1601 court case in England

The Clifton Star Chamber Case or Clifton vs. Robinson was a court case of early modern England, in 1601, before the Star Chamber, concerning the abduction of children by choir schools.

==The case==
In 1601, Henry Clifton, a nobleman from Norfolk, sued the Blackfriars company (headed by Gyles, Robinson, and Evans) for their abduction of his son Thomas, on 13 December 1600. Clifton obtained a warrant from Sir John Fortescue, who granted it using his authority as a member of the Privy Council due to his connections and high social status. The basis for the case was not that Thomas was forcibly impressed into the choir school (which was entirely legal) but that he was made to act in the plays of Children of the Chapel.

===Ostensible consequence===
In 1606, possibly as a result of this case, the royal patent allowing the Master of the Children of the Chapel Royal to impress children into service was revised to stipulate that choristers who had been forcibly impressed would not be "used or employed as Comedians or Stage players."

==Importance of the case==
The Clifton case is one of the only surviving objection records to the common practice of forcibly impressing boys into (ecclesiastical) choir schools in medieval and early modern England.
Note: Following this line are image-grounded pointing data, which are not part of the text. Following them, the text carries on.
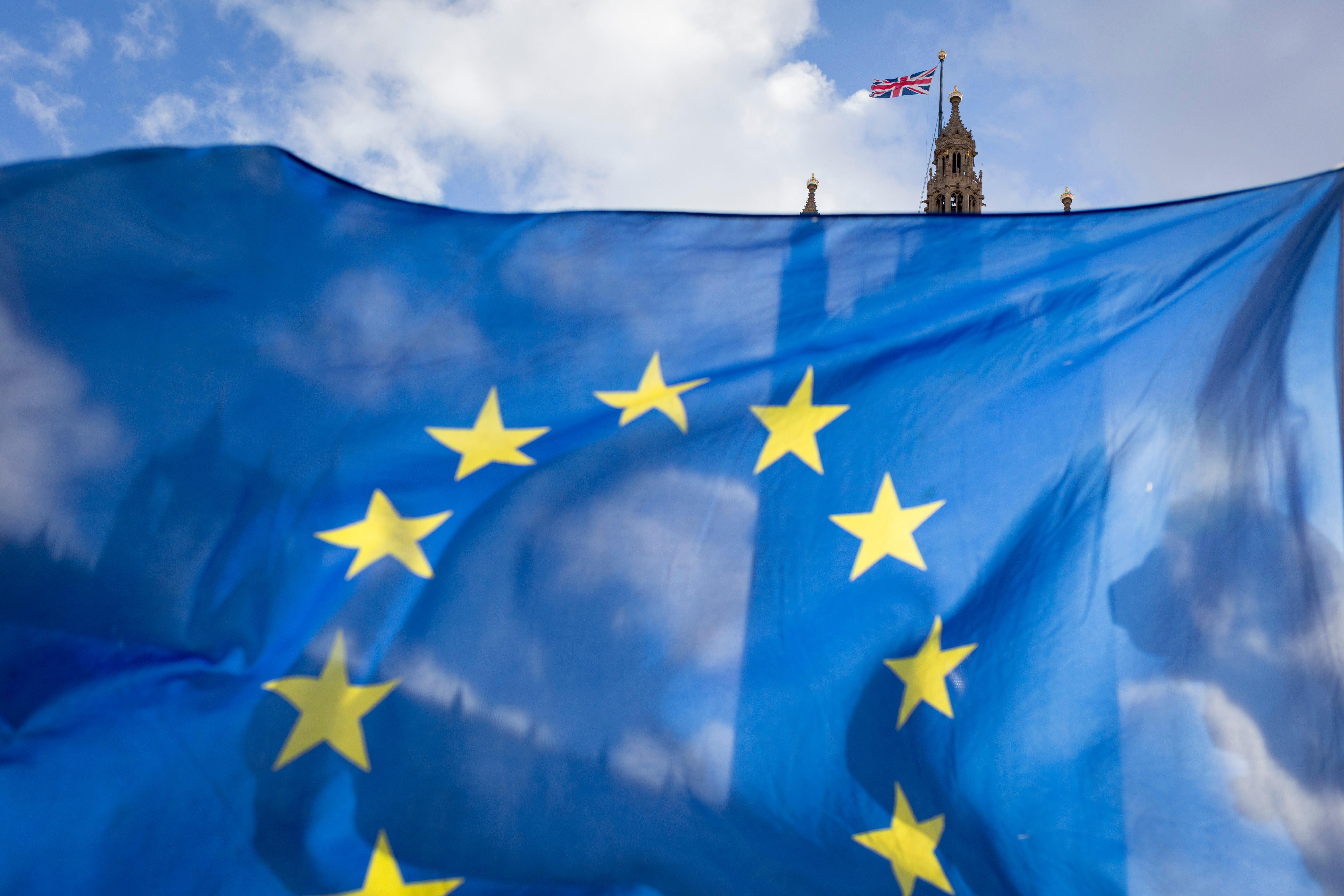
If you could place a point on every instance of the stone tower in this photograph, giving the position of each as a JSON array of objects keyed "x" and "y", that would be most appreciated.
[
  {"x": 955, "y": 189},
  {"x": 811, "y": 209}
]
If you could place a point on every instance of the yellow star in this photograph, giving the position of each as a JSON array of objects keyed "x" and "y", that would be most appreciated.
[
  {"x": 888, "y": 530},
  {"x": 330, "y": 710},
  {"x": 795, "y": 426},
  {"x": 489, "y": 441},
  {"x": 927, "y": 672},
  {"x": 652, "y": 394},
  {"x": 909, "y": 845},
  {"x": 385, "y": 878},
  {"x": 386, "y": 533}
]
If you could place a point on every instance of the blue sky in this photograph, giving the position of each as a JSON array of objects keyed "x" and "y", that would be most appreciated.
[{"x": 691, "y": 104}]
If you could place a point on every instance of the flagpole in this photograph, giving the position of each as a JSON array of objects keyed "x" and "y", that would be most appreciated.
[{"x": 941, "y": 57}]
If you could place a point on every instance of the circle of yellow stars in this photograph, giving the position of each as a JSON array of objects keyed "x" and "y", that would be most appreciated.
[{"x": 331, "y": 710}]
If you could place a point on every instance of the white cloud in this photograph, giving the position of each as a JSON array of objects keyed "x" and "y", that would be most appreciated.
[
  {"x": 45, "y": 105},
  {"x": 674, "y": 104},
  {"x": 49, "y": 437},
  {"x": 38, "y": 100},
  {"x": 147, "y": 34},
  {"x": 166, "y": 117}
]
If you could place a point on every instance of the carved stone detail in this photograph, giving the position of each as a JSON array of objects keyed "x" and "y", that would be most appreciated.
[{"x": 953, "y": 185}]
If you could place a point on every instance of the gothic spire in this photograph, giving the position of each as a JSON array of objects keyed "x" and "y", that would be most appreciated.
[
  {"x": 811, "y": 209},
  {"x": 953, "y": 186}
]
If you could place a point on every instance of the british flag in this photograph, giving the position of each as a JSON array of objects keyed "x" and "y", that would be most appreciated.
[{"x": 909, "y": 85}]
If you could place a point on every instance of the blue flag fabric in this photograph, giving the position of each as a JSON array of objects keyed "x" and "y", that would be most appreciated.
[{"x": 351, "y": 546}]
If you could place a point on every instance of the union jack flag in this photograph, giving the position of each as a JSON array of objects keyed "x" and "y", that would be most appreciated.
[{"x": 909, "y": 85}]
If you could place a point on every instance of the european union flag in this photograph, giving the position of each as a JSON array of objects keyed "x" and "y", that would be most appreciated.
[{"x": 351, "y": 546}]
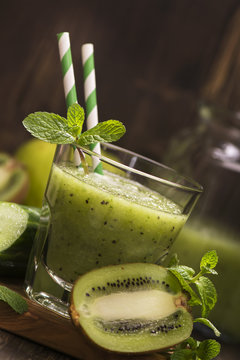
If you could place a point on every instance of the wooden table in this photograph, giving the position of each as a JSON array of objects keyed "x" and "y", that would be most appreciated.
[{"x": 40, "y": 334}]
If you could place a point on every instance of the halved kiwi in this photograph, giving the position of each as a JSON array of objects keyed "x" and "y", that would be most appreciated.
[{"x": 132, "y": 308}]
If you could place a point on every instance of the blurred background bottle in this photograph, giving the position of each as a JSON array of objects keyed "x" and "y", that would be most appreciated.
[{"x": 210, "y": 153}]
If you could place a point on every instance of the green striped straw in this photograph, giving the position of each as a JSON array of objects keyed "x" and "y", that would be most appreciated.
[
  {"x": 91, "y": 99},
  {"x": 68, "y": 76},
  {"x": 67, "y": 68}
]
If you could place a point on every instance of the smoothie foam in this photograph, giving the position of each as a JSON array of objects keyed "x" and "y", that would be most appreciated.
[{"x": 98, "y": 220}]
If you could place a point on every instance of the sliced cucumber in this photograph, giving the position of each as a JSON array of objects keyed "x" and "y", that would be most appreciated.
[{"x": 18, "y": 225}]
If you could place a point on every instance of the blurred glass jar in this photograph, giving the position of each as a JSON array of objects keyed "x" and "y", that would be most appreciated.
[{"x": 210, "y": 153}]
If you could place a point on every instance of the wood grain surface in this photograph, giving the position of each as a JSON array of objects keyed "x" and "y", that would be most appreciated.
[
  {"x": 50, "y": 331},
  {"x": 155, "y": 60}
]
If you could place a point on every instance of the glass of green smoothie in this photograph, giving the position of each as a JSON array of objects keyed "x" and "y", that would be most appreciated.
[{"x": 131, "y": 213}]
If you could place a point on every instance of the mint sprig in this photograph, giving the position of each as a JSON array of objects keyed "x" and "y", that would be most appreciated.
[
  {"x": 13, "y": 299},
  {"x": 192, "y": 349},
  {"x": 207, "y": 295},
  {"x": 56, "y": 129}
]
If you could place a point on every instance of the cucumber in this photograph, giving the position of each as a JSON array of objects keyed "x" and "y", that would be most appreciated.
[{"x": 18, "y": 226}]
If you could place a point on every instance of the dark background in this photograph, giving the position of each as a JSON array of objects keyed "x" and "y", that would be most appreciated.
[{"x": 155, "y": 60}]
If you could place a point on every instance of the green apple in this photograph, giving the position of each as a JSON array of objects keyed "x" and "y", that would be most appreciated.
[
  {"x": 37, "y": 157},
  {"x": 14, "y": 180}
]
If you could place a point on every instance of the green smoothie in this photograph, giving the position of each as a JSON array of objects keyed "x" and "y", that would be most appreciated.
[
  {"x": 199, "y": 237},
  {"x": 98, "y": 220}
]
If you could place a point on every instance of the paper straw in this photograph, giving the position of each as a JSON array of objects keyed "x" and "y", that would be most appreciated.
[
  {"x": 91, "y": 99},
  {"x": 67, "y": 68}
]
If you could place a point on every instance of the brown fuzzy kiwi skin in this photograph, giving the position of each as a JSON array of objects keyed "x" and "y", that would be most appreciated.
[{"x": 74, "y": 315}]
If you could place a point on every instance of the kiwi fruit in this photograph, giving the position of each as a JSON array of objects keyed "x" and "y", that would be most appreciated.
[
  {"x": 131, "y": 308},
  {"x": 14, "y": 182}
]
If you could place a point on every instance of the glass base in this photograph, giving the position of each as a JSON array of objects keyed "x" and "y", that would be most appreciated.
[{"x": 54, "y": 297}]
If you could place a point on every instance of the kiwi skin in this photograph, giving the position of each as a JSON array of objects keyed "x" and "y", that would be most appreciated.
[
  {"x": 16, "y": 184},
  {"x": 181, "y": 300}
]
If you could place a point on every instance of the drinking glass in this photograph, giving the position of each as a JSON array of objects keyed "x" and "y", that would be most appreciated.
[{"x": 130, "y": 213}]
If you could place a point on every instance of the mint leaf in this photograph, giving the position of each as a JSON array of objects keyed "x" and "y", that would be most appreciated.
[
  {"x": 106, "y": 131},
  {"x": 209, "y": 324},
  {"x": 209, "y": 260},
  {"x": 194, "y": 299},
  {"x": 182, "y": 354},
  {"x": 208, "y": 294},
  {"x": 186, "y": 272},
  {"x": 13, "y": 299},
  {"x": 174, "y": 261},
  {"x": 49, "y": 127},
  {"x": 208, "y": 349},
  {"x": 75, "y": 118}
]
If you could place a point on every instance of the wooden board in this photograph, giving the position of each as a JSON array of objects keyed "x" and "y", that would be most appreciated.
[{"x": 47, "y": 328}]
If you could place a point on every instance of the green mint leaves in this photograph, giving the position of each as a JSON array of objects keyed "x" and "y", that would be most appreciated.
[
  {"x": 58, "y": 130},
  {"x": 192, "y": 349},
  {"x": 49, "y": 127},
  {"x": 13, "y": 299},
  {"x": 206, "y": 297}
]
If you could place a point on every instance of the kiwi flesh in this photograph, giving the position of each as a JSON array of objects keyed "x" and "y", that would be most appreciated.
[{"x": 131, "y": 308}]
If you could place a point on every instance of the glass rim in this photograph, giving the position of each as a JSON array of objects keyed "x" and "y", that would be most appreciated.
[{"x": 194, "y": 187}]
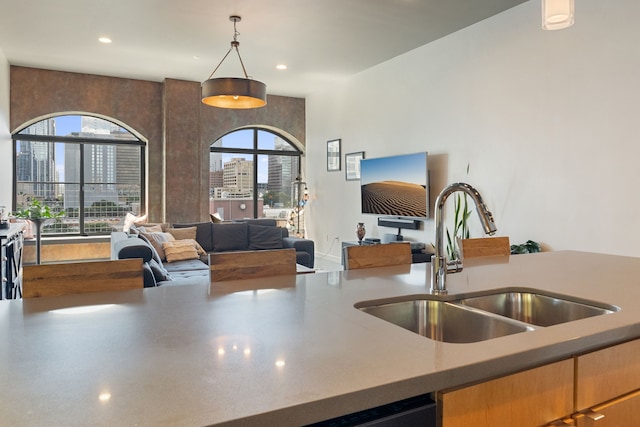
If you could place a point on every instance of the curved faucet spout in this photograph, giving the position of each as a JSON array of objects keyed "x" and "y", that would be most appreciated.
[{"x": 439, "y": 265}]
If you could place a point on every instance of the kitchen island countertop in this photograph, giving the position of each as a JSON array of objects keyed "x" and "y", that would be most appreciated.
[{"x": 282, "y": 350}]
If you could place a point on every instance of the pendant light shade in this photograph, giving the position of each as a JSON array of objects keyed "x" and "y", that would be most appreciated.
[
  {"x": 234, "y": 92},
  {"x": 557, "y": 14}
]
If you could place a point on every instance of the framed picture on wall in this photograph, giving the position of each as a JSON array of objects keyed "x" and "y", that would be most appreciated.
[
  {"x": 352, "y": 165},
  {"x": 333, "y": 155}
]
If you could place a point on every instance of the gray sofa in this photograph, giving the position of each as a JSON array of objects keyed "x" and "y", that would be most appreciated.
[{"x": 237, "y": 236}]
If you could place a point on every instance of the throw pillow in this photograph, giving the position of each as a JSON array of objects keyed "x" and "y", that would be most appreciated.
[
  {"x": 179, "y": 250},
  {"x": 156, "y": 240},
  {"x": 203, "y": 233},
  {"x": 264, "y": 237},
  {"x": 150, "y": 229},
  {"x": 199, "y": 249},
  {"x": 230, "y": 237},
  {"x": 159, "y": 272},
  {"x": 130, "y": 219}
]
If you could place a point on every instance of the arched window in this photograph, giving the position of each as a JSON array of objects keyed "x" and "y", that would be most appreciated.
[
  {"x": 89, "y": 167},
  {"x": 253, "y": 174}
]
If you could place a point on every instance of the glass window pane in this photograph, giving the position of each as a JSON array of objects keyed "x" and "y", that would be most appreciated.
[
  {"x": 242, "y": 139},
  {"x": 79, "y": 126},
  {"x": 108, "y": 180},
  {"x": 271, "y": 141},
  {"x": 232, "y": 197}
]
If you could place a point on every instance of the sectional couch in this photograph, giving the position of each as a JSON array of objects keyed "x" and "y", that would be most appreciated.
[{"x": 179, "y": 262}]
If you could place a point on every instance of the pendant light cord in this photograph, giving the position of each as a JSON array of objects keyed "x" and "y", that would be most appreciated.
[{"x": 234, "y": 45}]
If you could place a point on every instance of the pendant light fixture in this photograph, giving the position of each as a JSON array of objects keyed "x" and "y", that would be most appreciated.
[
  {"x": 234, "y": 92},
  {"x": 557, "y": 14}
]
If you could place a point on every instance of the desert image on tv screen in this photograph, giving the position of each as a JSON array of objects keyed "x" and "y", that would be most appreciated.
[{"x": 395, "y": 185}]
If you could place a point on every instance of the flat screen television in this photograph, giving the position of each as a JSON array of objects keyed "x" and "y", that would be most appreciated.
[{"x": 395, "y": 186}]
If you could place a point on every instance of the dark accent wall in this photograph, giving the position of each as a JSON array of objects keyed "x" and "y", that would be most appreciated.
[{"x": 178, "y": 126}]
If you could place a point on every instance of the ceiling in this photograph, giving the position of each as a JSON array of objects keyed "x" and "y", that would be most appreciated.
[{"x": 320, "y": 41}]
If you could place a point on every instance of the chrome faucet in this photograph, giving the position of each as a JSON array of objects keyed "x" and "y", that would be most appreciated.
[{"x": 439, "y": 264}]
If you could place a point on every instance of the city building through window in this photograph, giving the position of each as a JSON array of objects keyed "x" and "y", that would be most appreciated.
[{"x": 89, "y": 167}]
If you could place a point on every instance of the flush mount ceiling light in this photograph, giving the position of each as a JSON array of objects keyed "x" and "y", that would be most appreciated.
[
  {"x": 557, "y": 14},
  {"x": 234, "y": 92}
]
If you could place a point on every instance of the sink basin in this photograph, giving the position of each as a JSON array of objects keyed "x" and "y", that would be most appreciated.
[
  {"x": 534, "y": 308},
  {"x": 444, "y": 321},
  {"x": 482, "y": 316}
]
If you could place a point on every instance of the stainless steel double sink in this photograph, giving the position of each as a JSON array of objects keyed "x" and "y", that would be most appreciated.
[{"x": 482, "y": 316}]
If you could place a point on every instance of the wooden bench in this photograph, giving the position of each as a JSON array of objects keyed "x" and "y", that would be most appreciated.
[
  {"x": 252, "y": 264},
  {"x": 379, "y": 255},
  {"x": 81, "y": 277}
]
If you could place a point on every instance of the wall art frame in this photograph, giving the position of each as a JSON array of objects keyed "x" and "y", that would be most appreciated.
[
  {"x": 333, "y": 155},
  {"x": 352, "y": 165}
]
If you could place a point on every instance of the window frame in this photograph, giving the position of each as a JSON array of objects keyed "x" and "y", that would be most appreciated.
[
  {"x": 255, "y": 152},
  {"x": 18, "y": 136}
]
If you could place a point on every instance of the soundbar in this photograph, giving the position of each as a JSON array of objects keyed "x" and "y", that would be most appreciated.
[{"x": 409, "y": 224}]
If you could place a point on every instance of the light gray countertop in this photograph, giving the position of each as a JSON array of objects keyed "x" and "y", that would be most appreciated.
[{"x": 293, "y": 352}]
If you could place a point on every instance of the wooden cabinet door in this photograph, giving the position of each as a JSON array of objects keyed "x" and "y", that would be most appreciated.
[
  {"x": 607, "y": 374},
  {"x": 621, "y": 412},
  {"x": 530, "y": 398}
]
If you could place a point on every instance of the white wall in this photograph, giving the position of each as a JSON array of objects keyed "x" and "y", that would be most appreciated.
[
  {"x": 5, "y": 136},
  {"x": 546, "y": 121}
]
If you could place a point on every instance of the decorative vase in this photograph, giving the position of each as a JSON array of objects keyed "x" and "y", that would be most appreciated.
[{"x": 360, "y": 232}]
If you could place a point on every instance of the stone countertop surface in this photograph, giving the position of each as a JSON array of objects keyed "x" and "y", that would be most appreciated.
[{"x": 284, "y": 350}]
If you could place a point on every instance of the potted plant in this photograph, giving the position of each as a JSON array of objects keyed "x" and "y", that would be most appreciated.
[{"x": 37, "y": 212}]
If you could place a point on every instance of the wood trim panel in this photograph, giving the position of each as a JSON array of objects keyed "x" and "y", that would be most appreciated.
[
  {"x": 606, "y": 374},
  {"x": 530, "y": 398},
  {"x": 624, "y": 411},
  {"x": 485, "y": 246}
]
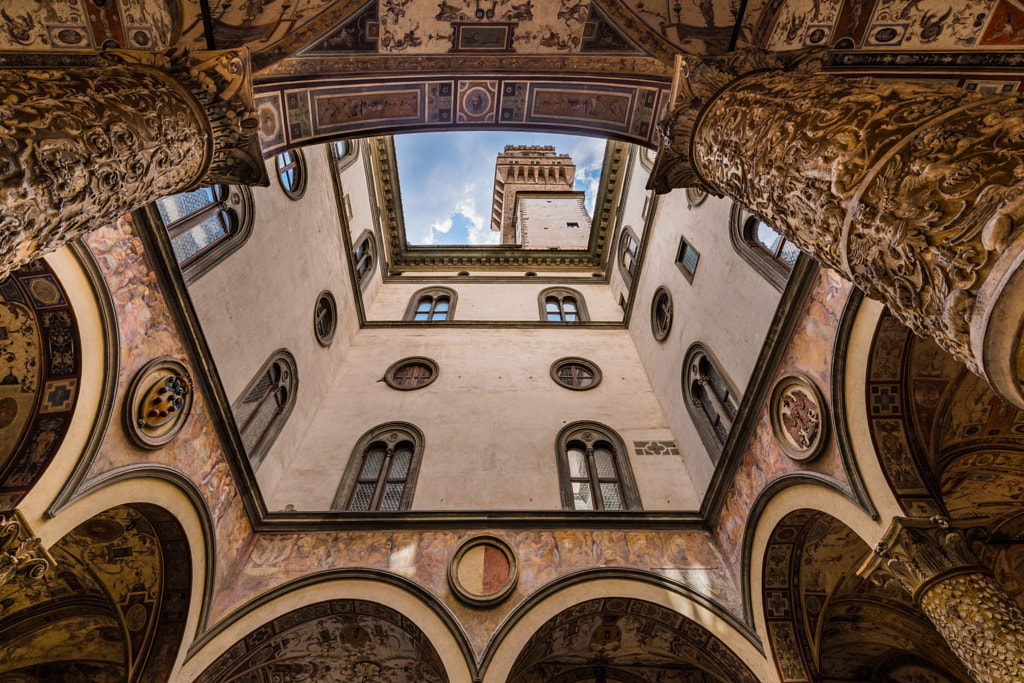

It is notable that the objection is to the child's involvement in the controversial children's theatre companies of the period. Forcible impressment was royally condoned as seen in letters from Elizabeth I on 15 July 1597 for the Master of the Children of the Chapel. The prevalence is evidenced by documents such as an authorization for the Chapel Royal in 1420 and An Ordinance of the Lordes and Commons Assembled in Parliament, for the Apprehending and Bringing to Condigne Punishment, All Such Lewd Persons as Shall Steale, Sell, Buy, Inveigle, Purloune, Convey, or Receive Any Little Children (9 May 1644). Others such as Salmon Pavey, Avery Trussell, John Chappell, Nathan Field, John Motteram, Philip Pykman, and Thomas Grymes are known such impressees.